Jill Rovner, who graduated from Danville’s San Ramon Valley High in 2010, learned the hard way how important it is to match one’s record to a school’s average qualifications. A dancer, Rovner had her heart set on Chapman University in Orange County, which is known for arts programs. She visited the campus, sat in on classes, talked to faculty, and auditioned. “I was obsessed with getting in,” she says.
The problem? Rovner’s GPA was about a 3.2, and Chapman typically wanted students with a 3.65 or higher. “I was bummed when I didn’t get accepted,” she says. She received a yes to two of her “safe” schools. One was Arizona State in Tempe, where she is now entering her junior year. “I love it,” she says.
Her younger brother, Brody, was a bit more realistic in his college search. A “full-on B student,” Brody wasn’t destined for a UC, says his mother, Carolyn Rovner. Wanting to go to a school somewhere in the mountains, he’s now delighted to be attending Boise State in Idaho. “Once you understand the reality of who your child is, it makes the process a lot more manageable,” Rovner says.
Like Brody Rovner, Joey Clough, who enters the University of Montana this fall, wanted to go to a college in the mountains. With a 3.4 GPA and a love of lacrosse, he applied to four state colleges in Colorado, Utah, and Montana, and was accepted at all four.

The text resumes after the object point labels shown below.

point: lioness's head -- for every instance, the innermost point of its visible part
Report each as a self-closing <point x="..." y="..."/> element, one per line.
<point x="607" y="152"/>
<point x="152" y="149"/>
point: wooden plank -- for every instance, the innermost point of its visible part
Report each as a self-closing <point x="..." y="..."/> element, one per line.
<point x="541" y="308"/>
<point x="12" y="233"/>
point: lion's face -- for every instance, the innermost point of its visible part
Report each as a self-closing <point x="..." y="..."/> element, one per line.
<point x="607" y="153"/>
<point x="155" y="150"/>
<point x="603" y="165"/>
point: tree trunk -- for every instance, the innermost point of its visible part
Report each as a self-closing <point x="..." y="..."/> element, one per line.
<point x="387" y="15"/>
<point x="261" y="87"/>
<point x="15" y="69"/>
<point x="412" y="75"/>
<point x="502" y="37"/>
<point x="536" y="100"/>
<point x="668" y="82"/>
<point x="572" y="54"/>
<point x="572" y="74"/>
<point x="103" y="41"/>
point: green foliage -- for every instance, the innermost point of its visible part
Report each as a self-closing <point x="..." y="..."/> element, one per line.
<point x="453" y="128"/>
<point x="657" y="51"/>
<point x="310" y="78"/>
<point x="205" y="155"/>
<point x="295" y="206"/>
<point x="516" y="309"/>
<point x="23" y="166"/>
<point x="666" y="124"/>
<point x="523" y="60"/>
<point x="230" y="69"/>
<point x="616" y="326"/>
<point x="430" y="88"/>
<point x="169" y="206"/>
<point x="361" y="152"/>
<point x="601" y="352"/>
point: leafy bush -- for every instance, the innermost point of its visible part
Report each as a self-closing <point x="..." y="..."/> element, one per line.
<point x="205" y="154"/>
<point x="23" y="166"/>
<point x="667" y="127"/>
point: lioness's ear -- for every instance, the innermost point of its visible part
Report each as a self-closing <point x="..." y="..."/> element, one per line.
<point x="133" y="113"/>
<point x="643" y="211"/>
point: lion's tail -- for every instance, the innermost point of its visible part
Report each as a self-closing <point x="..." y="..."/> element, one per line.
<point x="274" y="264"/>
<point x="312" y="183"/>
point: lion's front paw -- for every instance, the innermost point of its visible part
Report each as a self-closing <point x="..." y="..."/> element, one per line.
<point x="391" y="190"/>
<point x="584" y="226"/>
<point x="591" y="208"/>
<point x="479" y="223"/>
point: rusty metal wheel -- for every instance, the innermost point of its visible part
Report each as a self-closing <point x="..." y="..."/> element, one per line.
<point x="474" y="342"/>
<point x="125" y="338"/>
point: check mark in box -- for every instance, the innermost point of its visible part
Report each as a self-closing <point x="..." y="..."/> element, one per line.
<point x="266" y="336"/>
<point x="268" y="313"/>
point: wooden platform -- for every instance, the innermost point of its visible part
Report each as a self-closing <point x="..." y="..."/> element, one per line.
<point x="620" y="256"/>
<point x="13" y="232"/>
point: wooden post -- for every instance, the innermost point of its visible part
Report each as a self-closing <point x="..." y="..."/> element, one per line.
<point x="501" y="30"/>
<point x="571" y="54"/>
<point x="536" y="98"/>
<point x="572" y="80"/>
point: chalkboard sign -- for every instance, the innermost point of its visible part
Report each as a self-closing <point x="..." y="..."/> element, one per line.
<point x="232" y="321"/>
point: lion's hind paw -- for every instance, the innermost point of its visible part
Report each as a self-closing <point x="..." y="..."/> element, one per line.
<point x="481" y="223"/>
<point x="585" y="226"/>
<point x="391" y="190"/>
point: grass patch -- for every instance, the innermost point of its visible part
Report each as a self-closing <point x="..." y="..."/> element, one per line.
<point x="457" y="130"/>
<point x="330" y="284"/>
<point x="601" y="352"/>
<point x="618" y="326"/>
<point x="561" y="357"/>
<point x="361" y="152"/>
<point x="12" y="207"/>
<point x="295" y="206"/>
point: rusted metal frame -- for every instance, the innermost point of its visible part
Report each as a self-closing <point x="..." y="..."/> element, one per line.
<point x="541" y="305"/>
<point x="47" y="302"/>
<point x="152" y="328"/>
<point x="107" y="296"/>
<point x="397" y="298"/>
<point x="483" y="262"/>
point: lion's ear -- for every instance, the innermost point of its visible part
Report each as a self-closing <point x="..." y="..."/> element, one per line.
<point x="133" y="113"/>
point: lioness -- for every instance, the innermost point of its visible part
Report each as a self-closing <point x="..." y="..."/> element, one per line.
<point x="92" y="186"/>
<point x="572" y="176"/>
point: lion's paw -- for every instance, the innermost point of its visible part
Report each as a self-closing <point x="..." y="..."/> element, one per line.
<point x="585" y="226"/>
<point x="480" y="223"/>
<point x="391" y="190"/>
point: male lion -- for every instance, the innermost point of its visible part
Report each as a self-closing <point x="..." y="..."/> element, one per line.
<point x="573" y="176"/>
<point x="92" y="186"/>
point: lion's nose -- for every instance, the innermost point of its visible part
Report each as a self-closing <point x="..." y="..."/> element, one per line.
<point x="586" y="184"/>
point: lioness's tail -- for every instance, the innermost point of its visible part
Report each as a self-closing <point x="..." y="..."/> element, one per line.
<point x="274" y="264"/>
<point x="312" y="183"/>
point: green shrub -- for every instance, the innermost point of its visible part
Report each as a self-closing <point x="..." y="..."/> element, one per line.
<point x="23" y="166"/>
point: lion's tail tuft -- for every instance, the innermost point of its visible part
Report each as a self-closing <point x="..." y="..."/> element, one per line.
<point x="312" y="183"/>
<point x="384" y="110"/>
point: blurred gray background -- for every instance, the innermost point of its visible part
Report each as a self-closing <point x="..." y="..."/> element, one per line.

Clough’s mother, Kelly, heard horror stories about students giving up their teen years in pursuit of a small number of spots at name schools. She and her husband supported their son’s decision to follow his own path: “What’s meant to be is what’s meant to be.”
We left the meeting with my son’s counselor feeling relieved—and a little excited. After the counselor got my son talking about what classes he liked and whether he was thinking about college, she helped him map out a four-year plan that will have him fulfill the A-G course requirements for UC campuses. She also suggested he get involved in sports or some activity that will let him show his leadership skills.
This first step got me thinking about the common advice from organizational consultants about launching any major project. They say break it down into small steps. This first-things-first approach informs time lines that counselors, such as Stacy Kadesh and Athenian School’s Amy Wintermeyer, have created for students. They help students keep track of college, financial aid, and testing deadlines, and to know, for example, when to ask teachers for recommendation letters or to visit prospective colleges.
Seeing those time lines made me think, we—or my son, rather—can do this. As Danville mother Laura Ross told me, “The process is not that much of a mystery.”
Her daughter, Meredith, is heading to the University of Texas at Austin. Ross echoed counselors and other parents who said it’s important to let kids be in charge of the process. While Ross helped with research and checked in, she believed it was crucial to her daughter’s work ethic to manage her own time around doing her applications.
I was glad that my husband and I sat mostly silent in that meeting with my son’s counselor. As we listened to him articulate his hopes for the future and his strategy for achieving them, it sounded like he had a plan.
Having a plan should prompt him to care about doing good work and to get him involved in things he likes. As Denise Pope said, the journey, rather than this one decision, will define his life, and he’s already taking the first steps.
Where the Graduates Go | Data from 2011 exit surveys with Acalanes Union and San Ramon Valley Unified graduates.
To a UC: 17 percent / To a CSU: 18 percent / Out of state: 27 percent / Community college: 26 percent / To Stanford: 20 students /
Top choice UC: Davis / Top choice CSU: Cal Poly
Top private and out-of-state choices: Chapman University / Loyola Marymount / Saint Mary’s College / Santa Clara University / University of Arizona /
University of Colorado Boulder / University of Oregon / University of San Francisco / University of Southern California
WEB EXTRA: Go to diablomag.com/college to read profiles of other recent East Bay graduates and learn about their college decisions.
This time line helps students keep track of all the testing and paperwork deadlines associated with applying to college.
Compiled from time lines created by counselors Stacy Kadesh and Amy Wintermeyer
Freshman and Sophomore Years:
» Meet with your counselor to discuss the next four years.
» Get involved in activities that interest you.
» Start a folder to keep track of academic and extracurricular activities.
When Grades Really Count
» Take the fall PSAT and start researching options for financial aid.
Winter and Spring:
» Sign up for the ACT tests offered in February or June, and the SAT reasoning and subject tests in March, May, and June.
» Go over your preliminary college list with your counselor and request admissions and financial aid information from those schools.
» Consider test prep classes.
» Start preparing your applications: draft essays, assemble portfolios. The Common Application for more than 400 colleges goes online August 1.
» Register for the fall ACT, SAT, or SAT subject tests.
» Ask two teachers to write letters of recommendation.
» Turn in any required school forms for transcript releases.
» Don’t slack off; senior year grades count.
» If you plan to apply for Early Action, Restrictive Early Action, or Early Decision, let your recommendation writers and counselors know by October.
» CSU and UC applications go live October 1.
» Submit CSU and UC applications before the November 30 deadline. Don’t wait until the last day; the server has been known to crash.
» File Early Action, Restrictive Early Action, or Early Decision applications. Notifications come out in mid-December.
» Submit your FAFSA and any required financial aid forms.
» Make sure your mid-year report is sent when you receive your first semester grades.
» Submit any required financial aid forms, and correct your FAFSA if any financial information has changed once your parents file their taxes.
March and April:
» Make arrangements to visit the colleges that said yes.
» Consider your college financial aid offers.
» If you’re on a wait list, get in touch with that school and tell them why you want to attend.
» Prepare for AP exams in May.
» Choose a school. May 1 is the deadline for letting colleges know yes or no.